Parmak ucu kulağımın arkasından boynuma doğru inerken nefesimi tuttum, içimden sakin olmam  ve bayılmam gerektiğini tekrarlıyordum.  Sıcak nefesi buz gibi tenimde kayınca gözlerim irileşti, bütün vücudum kasıldı. Soğuk bile onun nefesinin etkisini bırakmamıştı tenimde, hiçbir sıcak beni bu kadar yakmamıştı. Mermere daha sıkı tutundum. Bayılmamam gerekiyordu. Ayakta kalmalıydım ama uykum vardı, yorgundum, biraz dinlenmek istiyorum.

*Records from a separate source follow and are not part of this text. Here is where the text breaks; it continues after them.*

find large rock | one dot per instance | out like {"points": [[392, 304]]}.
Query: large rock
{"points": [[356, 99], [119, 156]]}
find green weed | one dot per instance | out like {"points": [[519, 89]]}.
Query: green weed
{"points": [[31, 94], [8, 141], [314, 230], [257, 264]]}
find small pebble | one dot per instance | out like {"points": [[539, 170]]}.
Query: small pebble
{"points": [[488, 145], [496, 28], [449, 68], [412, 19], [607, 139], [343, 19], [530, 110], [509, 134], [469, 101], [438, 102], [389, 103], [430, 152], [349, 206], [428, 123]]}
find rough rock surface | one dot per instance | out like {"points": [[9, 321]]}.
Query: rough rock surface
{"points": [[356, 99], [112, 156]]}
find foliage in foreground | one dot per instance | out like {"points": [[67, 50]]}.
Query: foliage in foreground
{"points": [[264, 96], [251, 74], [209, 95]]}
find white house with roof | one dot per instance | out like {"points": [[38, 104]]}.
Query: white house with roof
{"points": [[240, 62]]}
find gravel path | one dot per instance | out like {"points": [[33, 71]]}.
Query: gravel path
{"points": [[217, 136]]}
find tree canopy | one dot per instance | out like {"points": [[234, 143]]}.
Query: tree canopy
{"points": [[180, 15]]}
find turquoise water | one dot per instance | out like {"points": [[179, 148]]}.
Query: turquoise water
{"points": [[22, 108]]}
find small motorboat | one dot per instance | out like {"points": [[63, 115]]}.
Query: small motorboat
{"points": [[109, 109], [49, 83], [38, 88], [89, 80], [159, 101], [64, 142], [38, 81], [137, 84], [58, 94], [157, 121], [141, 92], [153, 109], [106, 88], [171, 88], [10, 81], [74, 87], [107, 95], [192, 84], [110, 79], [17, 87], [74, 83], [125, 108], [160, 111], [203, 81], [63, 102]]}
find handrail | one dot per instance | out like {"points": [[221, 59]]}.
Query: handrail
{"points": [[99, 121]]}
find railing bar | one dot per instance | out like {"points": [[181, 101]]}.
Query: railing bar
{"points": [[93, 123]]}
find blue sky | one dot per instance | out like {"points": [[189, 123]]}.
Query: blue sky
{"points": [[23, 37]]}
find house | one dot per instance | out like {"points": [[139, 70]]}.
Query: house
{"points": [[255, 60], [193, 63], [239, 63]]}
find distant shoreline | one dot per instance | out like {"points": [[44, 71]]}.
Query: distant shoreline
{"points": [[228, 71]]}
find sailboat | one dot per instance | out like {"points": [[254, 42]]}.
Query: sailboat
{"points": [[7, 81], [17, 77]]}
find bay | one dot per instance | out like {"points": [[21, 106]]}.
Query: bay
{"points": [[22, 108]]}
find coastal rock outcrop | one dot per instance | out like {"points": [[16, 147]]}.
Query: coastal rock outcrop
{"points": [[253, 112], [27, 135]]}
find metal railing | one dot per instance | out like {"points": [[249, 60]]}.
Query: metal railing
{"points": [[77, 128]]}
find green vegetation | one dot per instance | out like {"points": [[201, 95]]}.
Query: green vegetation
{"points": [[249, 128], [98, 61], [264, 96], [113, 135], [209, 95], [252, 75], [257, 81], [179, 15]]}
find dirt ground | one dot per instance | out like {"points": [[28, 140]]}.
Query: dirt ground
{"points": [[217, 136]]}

İşaret parmağı omzuma kadar aynı varla yok arasındaki ritimle geldi, ufak bir daire çizdikten sonra köprücük kemiğimi takip ederek boynumun altındaki girintiye ulaştı. Soğuk, çıplak tenimi iğneliyordu. Hayır, soğuk değildi bu. Bu Black'in yakıcı sıcağıydı. Belime düşen ıslak havluyu sıkıca kavrayıp göğüslerime kadar çektim. Yeniden aynı his bastırırken başımı öne eğdim. Kullanılmaktan kaçmıştım ama şimdi, yanlış bir kararla kurtulamadığım ve asla da kurtulamayacağım bir adamın pençesine düşmüştüm. Beni evimde bulamaz sanmıştım oysaki beni görmez, buraya bakmayı es geçer sanmıştım ama o benden daha zekiydi. Beni buldu ve şimdi de paralıyor.

"Cezamı çektim," diye mırıldandım. 

Omzuma kuş tüyü hafifliğinde bir öpücük bıraktı, titredim. İçimde bir şeyler koptu sandım. Yanı öpücüğü boynumun girintisine bırakırken parmağı gerdanımda kendine has bir ahenkle dolaşıyordu. Tıkandığımı hissettim, nefesim boğazımda düğümlendi. Gözlerim kararıyordu, bayılmak istemiyordum ama bu hissizlik ve yorgunluk beni harap ediyordu.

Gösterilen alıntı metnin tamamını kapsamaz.